Who Are You and What is Your Background?

Who Am I?

Excuse this egocentric post. Several readers have asked, “Who are you and what is your experience in investing.”  I don’t believe the who is important. You have to take what is useful and prove everything asserted here to yourself.  I purposely have taken out the names of some great investors for two reasons:

  1. To protect their privacy
  2. To have you focus on the concepts and principles rather than the notoriety of the speaker.  Never cease to do your own thinking.

I wrote a parody of my investment career and how I fell into value investing when I submitted this article to www.fool.com a few years ago.

How I Became a Value Investor

In my peripatetic life I have been a ruby smuggler, commodity trader, securities analyst, investment banker, and entrepreneur. Each role taught me more about value investing.

As a ruby smuggler, I moved product to where demand was greatest. I operated in the world of supply and demand which translates into reversion to the mean for an investor. For example, I would buy rubies for x and sell them for 2x. The
market naturally brings in capital until the opportunity vanishes. I learned
not to mindlessly extrapolate current results into the future.

Commodity trading taught me that the role of the marginal buyer and seller sets
the price: “Mr. Market” at work. When bond traders at the CBOT wade into the
soybean pit because that is where the “action” is (high prices and volume),
then I saw the most anxious buyer set the highest prices. Prices often diverge
widely from value because people just can’t help themselves; they go crazy
sometimes.

Later, I found myself at an obscure securities firm writing reports and raising
money for companies. Brokers were desperate to sell stories to gullible
investors. Action and excitement ruled and incessant activity was the lifeblood
of the firm, but where were the customers’ yachts?

I was a pimp with tasseled-loafers when I sold the firm’s over-hyped
merchandise to institutional investors who rarely did their own work. In my
reports I predicted next quarters’ earnings. A fool’s game. Even if by some
miracle my guess was close to actual results, it didn’t matter if the expectations
were even higher. Ah, the danger of momentum investing.

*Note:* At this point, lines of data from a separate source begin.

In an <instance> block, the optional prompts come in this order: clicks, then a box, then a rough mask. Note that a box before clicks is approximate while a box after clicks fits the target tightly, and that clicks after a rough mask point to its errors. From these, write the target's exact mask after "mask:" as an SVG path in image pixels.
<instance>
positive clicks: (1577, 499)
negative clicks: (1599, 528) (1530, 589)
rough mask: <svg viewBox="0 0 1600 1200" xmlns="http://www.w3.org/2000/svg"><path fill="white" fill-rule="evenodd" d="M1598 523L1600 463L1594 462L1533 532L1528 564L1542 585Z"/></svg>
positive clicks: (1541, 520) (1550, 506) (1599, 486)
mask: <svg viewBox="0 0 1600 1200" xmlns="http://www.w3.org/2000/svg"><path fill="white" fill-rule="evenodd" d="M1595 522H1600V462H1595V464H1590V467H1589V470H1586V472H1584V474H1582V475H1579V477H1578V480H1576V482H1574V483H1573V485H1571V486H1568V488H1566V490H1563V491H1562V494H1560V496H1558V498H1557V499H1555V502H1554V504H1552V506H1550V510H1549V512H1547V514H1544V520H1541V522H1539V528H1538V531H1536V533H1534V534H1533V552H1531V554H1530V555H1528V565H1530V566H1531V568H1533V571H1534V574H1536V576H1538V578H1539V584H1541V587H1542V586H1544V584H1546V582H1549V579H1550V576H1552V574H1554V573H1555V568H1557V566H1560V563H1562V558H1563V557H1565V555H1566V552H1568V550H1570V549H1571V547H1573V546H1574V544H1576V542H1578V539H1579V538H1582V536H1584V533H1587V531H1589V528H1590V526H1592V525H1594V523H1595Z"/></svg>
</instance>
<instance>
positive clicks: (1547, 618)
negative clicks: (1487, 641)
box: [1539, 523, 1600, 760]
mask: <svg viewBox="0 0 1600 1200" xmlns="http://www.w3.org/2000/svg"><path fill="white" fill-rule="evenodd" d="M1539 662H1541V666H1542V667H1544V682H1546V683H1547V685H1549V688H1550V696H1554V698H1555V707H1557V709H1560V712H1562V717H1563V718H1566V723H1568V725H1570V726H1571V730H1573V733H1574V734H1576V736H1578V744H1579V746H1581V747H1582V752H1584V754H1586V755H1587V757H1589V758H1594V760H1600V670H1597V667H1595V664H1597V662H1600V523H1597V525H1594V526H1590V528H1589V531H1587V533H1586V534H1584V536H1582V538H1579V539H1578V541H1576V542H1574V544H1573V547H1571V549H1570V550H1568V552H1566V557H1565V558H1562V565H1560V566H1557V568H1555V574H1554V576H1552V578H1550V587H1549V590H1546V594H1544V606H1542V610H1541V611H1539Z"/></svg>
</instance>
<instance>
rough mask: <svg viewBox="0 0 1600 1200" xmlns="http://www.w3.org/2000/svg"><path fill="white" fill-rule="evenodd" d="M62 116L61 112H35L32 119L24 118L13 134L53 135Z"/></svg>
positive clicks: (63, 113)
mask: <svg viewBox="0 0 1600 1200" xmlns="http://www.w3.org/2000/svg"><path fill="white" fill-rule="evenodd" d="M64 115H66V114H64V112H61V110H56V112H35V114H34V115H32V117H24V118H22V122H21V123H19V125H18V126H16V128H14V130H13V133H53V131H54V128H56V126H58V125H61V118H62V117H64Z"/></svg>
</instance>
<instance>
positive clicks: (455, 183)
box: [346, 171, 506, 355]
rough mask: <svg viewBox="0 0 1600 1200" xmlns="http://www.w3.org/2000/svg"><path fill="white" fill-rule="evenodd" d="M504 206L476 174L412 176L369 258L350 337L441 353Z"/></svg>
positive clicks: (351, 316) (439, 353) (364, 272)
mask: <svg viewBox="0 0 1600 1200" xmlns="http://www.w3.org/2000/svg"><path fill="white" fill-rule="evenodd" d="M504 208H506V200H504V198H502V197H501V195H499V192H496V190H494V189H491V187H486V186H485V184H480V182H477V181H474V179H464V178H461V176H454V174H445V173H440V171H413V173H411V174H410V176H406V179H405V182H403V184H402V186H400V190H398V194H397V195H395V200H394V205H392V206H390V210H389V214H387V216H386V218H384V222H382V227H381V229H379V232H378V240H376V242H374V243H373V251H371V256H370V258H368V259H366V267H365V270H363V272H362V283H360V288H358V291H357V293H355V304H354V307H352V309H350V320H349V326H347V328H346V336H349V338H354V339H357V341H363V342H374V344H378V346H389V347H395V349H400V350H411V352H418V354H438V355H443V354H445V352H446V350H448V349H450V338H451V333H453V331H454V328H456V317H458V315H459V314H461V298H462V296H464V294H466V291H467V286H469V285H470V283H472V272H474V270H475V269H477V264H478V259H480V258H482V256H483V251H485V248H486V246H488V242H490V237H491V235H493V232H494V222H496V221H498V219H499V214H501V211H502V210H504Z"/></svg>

If I ran naked onto Cramer’s Mad Money show while waving a shrunken head,
ripped the mike from his clenched fist and predicted the direction of the
market, my predictions would be just as prescient as his. Predictions are the
sound and fury of Wall Street predicting nothing. Experience taught me to focus
on business value.

There had to be a better way. I had been reading about this guy in Omaha, but
the lessons didn’t really sink in until I left Wall Street in disgust to start
several businesses. As a businessman I had to worry about hiring, firing,
generating sales and strategy. Buffett’s focus on business, competitive
analysis and management started to resonate: the right people are everything,
operational efficiency is a constant task, capital allocation is tied into
strategy and management incentives matter a lot. Businesses usually don’t fit
neatly into spread sheets or our assumptions. Becoming a rational businessman
is quite different than gazing at flashing stock prices.

Rationality and knowledge will eventually triumph over fear, euphoria and
emotionalism. Try going into your local store and offering the owner half the
cash in his till, then tell him to get out because you own the business now.
Crazy? Mr. Market offered some Internet companies at half their cash value in
2002/2003. That is what I call a margin of safety!

Once a value investor, you never go back.